Prosecutors Dmitry Khandogy and Timur Zolotovsky made these charges after all Seven of the accused rejected the other charges as fabrications, blamed Moscow for bringing the charges, and insisted on their innocence (memohrc.org/ru/news_old/prigovor-lideram-ingushskogo-protesta-vynesut-15-dekabrya).
The Ingush Seven currently face seven to nine years behind bars if they are convicted of the charges they now face. If these new charges were to be lodged, they would face vastly longer and potentially life sentences for sedition. But what makes these suggestions so disturbing is that it appears the powers have decided to bring more charges against others in Ingushetia.
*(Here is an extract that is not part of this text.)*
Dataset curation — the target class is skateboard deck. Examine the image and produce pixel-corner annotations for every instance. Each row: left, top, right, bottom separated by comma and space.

If that happens, there is likely to be an explosion not only because far more people would be involved in such future cases and face still more draconian sentences but also because Ingush and all people of good will would see the absurdity of such charges and demand that they be dropped.
If such charges were to be made and not dropped, the Ingush would go into the streets once again. And this time, more radical elements would likely take the upper hand, especially as the authorities are now putting behind bars the leading advocates of a moderate, within-the-law approach of dealing with Magas and Moscow.